V-Day means more than just love at Buffalo State College

By Elizabeth Gerbush

Forget the red roses, Godiva chocolates and mushy declarations of love. This past Valentine’s Day, instead of romance, Buffalo State College celebrated something much more unconventional: vaginas.

As one of more than 2,500 benefit events produced in honor of V-Day 2005, Buffalo State students read selected pieces from Eve Ensler’s critically acclaimed play, “The Vagina Monologues.”

Ensler, with the help of a group of women inspired by her work, formed V-Day in 1998 as a movement designed to stop violence against females. Declaring Feb. 14 as V-Day, the organization encourages college campuses, theatres, community centers and houses of worship around the world to present the play in an effort to raise awareness of –and change attitudes toward—violence against women. The charity also produces large-scale benefits, fund-raisers and films year-round and has already donated more than $25 million to various grassroots, national and international organizations dedicated to bringing an end to violence against women.

Directed by student Kathleen Kolkmann, under the guidance of Amitra Hodge, assistant professor of sociology and coordinator of the women’s studies program, the play was presented on Feb. 15 in E.H. Butler Library.

“It changed my life,” said Kolkmann, describing her first experience with the play, performing a monologue in a production at Fredonia State College. “When I transferred to Buff State, I was just like, ‘Wow, I really need to do this [at Buffalo State College].’”
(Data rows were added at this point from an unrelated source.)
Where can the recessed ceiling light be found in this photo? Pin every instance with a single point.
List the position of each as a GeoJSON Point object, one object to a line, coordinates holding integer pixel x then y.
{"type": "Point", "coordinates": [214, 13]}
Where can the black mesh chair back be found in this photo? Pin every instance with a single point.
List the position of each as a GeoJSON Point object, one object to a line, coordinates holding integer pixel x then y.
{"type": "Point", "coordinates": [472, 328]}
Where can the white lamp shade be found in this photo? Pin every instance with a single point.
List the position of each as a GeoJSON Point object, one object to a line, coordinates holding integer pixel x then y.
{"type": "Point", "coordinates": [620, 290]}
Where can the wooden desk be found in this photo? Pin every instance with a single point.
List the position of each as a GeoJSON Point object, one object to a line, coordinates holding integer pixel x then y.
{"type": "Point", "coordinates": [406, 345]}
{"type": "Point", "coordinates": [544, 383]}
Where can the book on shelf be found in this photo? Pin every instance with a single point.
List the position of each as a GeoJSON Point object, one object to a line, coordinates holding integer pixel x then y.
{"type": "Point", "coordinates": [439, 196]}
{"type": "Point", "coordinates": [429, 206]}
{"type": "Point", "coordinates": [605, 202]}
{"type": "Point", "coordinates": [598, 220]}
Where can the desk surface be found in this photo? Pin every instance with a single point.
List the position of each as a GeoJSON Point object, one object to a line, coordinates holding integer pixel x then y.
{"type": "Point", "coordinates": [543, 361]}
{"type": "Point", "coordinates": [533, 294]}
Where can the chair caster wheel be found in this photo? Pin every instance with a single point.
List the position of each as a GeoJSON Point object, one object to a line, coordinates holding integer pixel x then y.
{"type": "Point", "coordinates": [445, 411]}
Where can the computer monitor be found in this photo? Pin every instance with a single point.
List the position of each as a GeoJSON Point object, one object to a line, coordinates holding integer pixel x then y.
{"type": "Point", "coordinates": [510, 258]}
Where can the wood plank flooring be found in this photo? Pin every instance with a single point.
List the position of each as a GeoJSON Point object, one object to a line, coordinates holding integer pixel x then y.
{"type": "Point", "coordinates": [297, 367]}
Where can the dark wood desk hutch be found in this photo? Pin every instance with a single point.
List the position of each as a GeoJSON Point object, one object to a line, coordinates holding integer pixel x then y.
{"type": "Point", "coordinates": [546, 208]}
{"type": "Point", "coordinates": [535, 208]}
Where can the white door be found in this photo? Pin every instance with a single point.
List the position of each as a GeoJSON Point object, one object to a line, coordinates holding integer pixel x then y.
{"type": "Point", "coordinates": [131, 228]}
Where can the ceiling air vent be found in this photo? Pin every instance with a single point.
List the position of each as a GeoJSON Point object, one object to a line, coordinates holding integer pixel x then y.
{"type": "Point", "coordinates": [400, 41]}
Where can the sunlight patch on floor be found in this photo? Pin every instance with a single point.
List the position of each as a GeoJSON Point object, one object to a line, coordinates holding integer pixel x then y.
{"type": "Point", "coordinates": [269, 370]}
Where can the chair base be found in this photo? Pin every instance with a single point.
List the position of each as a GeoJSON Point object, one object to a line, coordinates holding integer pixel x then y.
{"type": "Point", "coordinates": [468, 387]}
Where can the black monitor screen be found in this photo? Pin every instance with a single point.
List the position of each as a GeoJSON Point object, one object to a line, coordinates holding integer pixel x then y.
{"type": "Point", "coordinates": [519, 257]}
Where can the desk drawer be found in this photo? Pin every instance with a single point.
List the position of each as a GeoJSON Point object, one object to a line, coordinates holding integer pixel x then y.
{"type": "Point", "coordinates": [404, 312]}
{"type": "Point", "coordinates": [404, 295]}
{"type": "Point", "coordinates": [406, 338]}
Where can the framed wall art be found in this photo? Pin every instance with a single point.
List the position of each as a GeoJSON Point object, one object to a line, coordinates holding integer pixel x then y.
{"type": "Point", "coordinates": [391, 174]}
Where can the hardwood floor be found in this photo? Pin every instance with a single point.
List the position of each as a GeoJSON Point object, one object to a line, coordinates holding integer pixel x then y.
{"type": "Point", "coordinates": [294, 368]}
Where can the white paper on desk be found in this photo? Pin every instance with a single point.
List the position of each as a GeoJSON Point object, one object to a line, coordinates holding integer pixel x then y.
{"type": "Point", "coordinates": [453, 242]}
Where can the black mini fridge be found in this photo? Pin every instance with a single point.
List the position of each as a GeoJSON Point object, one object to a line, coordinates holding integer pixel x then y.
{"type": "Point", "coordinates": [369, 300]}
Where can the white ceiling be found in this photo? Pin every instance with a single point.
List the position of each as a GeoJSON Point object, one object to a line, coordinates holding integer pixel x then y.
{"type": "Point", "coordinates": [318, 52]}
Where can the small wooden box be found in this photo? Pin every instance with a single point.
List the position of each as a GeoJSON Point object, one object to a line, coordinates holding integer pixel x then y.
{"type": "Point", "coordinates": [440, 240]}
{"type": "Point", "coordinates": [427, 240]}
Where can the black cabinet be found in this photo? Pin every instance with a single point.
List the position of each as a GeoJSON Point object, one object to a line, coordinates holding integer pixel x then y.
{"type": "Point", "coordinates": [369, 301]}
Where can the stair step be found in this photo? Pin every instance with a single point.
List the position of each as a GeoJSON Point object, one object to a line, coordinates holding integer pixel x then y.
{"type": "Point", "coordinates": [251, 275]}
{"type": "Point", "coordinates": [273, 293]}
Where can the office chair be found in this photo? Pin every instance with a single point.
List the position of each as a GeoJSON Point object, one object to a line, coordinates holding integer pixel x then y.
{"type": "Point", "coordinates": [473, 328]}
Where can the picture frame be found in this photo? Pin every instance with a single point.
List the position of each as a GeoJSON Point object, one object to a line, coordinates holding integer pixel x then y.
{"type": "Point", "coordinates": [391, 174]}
Hodge first introduced Buffalo State students to the play when she assigned the book in her Introduction to Sociology and Women in Society classes.

“Many students assume that it’s just about the vagina and sex and eroticism, but after they read the book they’re like, ‘Oh, I see the point in terms of violence against women,’” said Hodge.

When Hodge met Kolkmann last semester, Kolkmann expressed her interest in bringing the play to Buffalo State as a full-scale theatrical production. Unfortunately, that didn’t happen this February, with Hodge and Kolkmann opting to present an informal reading of the work instead.

“It was good, but I’d still like to see it on a stage,” remarked junior Danielle Boudreau.
“Because of time and feasibility, we decided to just go ahead and do a reading of the monologues without having to worry about staging, production, lighting, staff and so forth,” said Hodge. “Maybe next year we can do something bigger!”

Attended by approximately 50 students, both male and female, the reading featured 15 selected monologues from the play, all based on interviews Ensler conducted with everyday women about their experiences with sexuality. Topics ranged from an elderly woman’s retelling of an embarrassing arousal experience to grisly facts about genital mutilation; from one’s experience with rape to another’s experience with childbirth; and from menstruation to sexual initiation. The play also answered questions of a more lighthearted nature: What is your special name for “it”? If “it” could wear clothing, what would it wear? If “it” could talk, what would it say?

Students weren’t required to memorize the monologues, and usually read them from sheets.

“When you cite something from memory, it’s a little bit faster,” explained Hodge. “We want emotions to come through.”

Emotions certainly did come through, with performers and audience members frequently being moved to tears during accounts of widespread female suffering, such as statistics on genital mutilation in “Not-So-Happy Fact,” the tale of a brutal week-long gang rape committed by soldiers in “My Vagina was my Village,” and an account of a women’s face destroyed by acid in a domestic violence dispute in “The Memory of Her Face”.

Listeners were also moved to laughter by the more humorous pieces. The performances of Shayna Rachilson as the traumatized elderly woman in “The Flood” and Mary Salerno as a dominatrix who impersonates different types of female orgasm in “The Woman who Loved to Make Vaginas Happy” received particularly audible giggles.

“Some of the girls who were performing got really into it and you could tell that they really cared,” Boudreau observed. “The funny ones were better than the sad ones.”

“I was really happy with it. We had a lot of people come out. It went off without a hitch,” said a beaming Kolkmann post-production. “I had a couple of girls that didn’t come, but I had some people that just pulled through last minute. It was amazing. Vaginas are amazing!”

Elizabeth Gerbush can be reached at gerbet47@buffalostate.edu.

 

Director Kathleen Kolkmann and faculty coordinator Amitra Hodge are responsible for the V-Day production of “The Vagina
Monologues”.

 
 

Mary Salerno demonstrates the different sounds of the female orgasm while performing “The Woman who Loved to Make Vaginas Happy”.